Tommy Schaefer was released from prison in Indonesia last week and is scheduled to appear at the Dirksen U.S. Courthouse on Thursday for his arraignment before U.S. District Judge Matthew Kennelly, court records show.

The Bali ‘suitcase murder’: Heather Mack’s murder conviction, Indonesian imprisonment, deportation

Schafer’s former attorney on the case, Thomas Anthony Durkin, died in 2025, and it was unclear from the court docket whether he’d hired new counsel.

The murder of Sheila von Wiese-Mack, whose bludgeoned body was found stuffed inside a suitcase, made international headlines as the sordid details of the crime — and the underlying family turmoil — were splashed on tabloid covers for years.

Authorities alleged Schaefer and Mack conspired to kill her mother in order to gain access to a $1.5 million trust fund set up after her father’s death.

Mack was sentenced to 10 years in prison in Indonesia but released early for good behavior. She was arrested by the FBI when she landed at O’Hare International Airport in 2021 on a federal indictment that had been filed against her and Schaefer under seal while they were overseas.

In pleading guilty in 2023, Mack admitted to a horrific set of facts outlined in a lengthy plea agreement, including that she secretly flew Schaefer to Bali using her mother’s credit card and that they texted each other repeatedly about their plan, right up until Mack and her mother were alone in their hotel room.

“i need your help,” Mack texted Schaefer, according to the plea agreement. “you could just put your hand over her and i could grab her body.”

“must knock her out,” Schaefer replied. “I’m finding something right now … I’ll do it.”

Not long afterward, Schaefer entered the hotel room and beat von Wiese-Mack to death with the metal handle of a fruit bowl, according to the plea.

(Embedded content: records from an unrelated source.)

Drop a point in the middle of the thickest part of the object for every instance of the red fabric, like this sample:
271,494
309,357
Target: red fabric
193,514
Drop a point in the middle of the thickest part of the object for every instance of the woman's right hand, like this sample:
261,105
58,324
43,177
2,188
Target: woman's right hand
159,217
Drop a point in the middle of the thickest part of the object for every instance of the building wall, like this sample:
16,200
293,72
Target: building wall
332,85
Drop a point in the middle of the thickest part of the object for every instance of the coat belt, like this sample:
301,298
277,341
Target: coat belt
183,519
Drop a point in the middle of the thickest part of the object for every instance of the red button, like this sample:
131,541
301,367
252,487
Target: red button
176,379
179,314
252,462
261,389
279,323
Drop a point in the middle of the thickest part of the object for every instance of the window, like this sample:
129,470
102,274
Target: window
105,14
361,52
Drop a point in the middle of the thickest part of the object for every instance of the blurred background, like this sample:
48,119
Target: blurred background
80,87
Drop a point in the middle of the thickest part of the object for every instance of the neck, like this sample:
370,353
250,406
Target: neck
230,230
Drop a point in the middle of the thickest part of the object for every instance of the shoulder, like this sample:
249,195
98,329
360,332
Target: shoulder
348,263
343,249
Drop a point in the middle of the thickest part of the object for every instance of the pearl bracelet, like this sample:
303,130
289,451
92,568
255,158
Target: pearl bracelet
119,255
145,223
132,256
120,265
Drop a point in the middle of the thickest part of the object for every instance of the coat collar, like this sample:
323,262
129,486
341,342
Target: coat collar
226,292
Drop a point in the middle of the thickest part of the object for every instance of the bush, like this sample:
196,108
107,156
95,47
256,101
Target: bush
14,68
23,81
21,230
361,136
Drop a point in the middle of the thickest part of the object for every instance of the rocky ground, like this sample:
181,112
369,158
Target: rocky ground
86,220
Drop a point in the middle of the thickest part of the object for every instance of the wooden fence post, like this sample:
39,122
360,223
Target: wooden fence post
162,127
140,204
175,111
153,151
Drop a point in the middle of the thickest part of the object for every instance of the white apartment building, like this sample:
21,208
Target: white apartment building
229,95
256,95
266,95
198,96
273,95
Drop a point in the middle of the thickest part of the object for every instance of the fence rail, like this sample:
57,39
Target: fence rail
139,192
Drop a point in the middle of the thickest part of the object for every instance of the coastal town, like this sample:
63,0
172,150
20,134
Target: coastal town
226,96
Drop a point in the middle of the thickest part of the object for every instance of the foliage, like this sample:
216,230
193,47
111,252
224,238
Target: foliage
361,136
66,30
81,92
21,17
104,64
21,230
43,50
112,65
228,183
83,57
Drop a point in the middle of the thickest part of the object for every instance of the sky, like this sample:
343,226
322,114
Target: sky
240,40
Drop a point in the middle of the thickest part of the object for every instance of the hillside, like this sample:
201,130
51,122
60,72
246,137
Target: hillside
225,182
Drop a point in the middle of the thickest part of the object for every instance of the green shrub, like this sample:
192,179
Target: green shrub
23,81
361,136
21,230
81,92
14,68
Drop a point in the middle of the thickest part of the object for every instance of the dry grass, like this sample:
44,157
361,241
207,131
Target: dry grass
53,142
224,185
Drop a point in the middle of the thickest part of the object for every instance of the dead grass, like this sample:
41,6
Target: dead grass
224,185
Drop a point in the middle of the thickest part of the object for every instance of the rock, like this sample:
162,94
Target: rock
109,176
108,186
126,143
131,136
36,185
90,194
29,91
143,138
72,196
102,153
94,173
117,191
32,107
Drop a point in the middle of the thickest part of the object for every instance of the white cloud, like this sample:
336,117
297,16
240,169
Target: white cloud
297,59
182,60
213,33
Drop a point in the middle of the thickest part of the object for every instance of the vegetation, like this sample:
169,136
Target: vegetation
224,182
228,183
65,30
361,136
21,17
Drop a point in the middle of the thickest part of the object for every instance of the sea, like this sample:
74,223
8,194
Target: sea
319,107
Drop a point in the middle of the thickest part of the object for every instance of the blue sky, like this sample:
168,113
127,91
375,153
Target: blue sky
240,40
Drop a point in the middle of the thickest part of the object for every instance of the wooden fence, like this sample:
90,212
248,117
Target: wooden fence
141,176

An autopsy determined she suffered multiple facial and skull fractures and also had defensive injuries, the plea stated.

Together, Schaefer and Mack put the body in a suitcase and loaded it into the trunk of a taxi at the hotel. They tried to get away in the taxi, but the driver wouldn’t accept their fare; instead, they left the cab and abandoned the suitcase inside. Mack later tried to claim that armed men had broken into their room and kidnapped her mother.

While they were in custody together in Indonesia, Mack gave birth to their daughter, Stella, who by local custom was allowed to live with her mother behind bars until the age of 2. At that point, she gave the toddler to a foster parent.

After a lengthy custody battle in Cook County, Stella was placed with Mack’s cousin in Colorado.

In January 2024, Kennelly sentenced Mack to 26 years in federal prison. Records show she’s serving her time at a medium-security facility in West Virginia and is eligible for release in March 2044, when she’ll be 48 years old.

Schaefer, meanwhile, admitted in Indonesia criminal court to fatally beating von Wiese-Mack and was sentenced to 18 years. He was released early for good behavior and ordered deported to the U.S. earlier this week, records show.

Federal prosecutors in Chicago also charged Schaefer’s cousin, Robert Bibbs, with helping in the murder plot. The FBI learned of Bibbs’ involvement after analyzing text messages found on Schaefer’s phone.

Bibbs served a nine-year prison sentence in Michigan for coaching the defendants on how to carry out the murder in return for a share of the anticipated multimillion-dollar estate.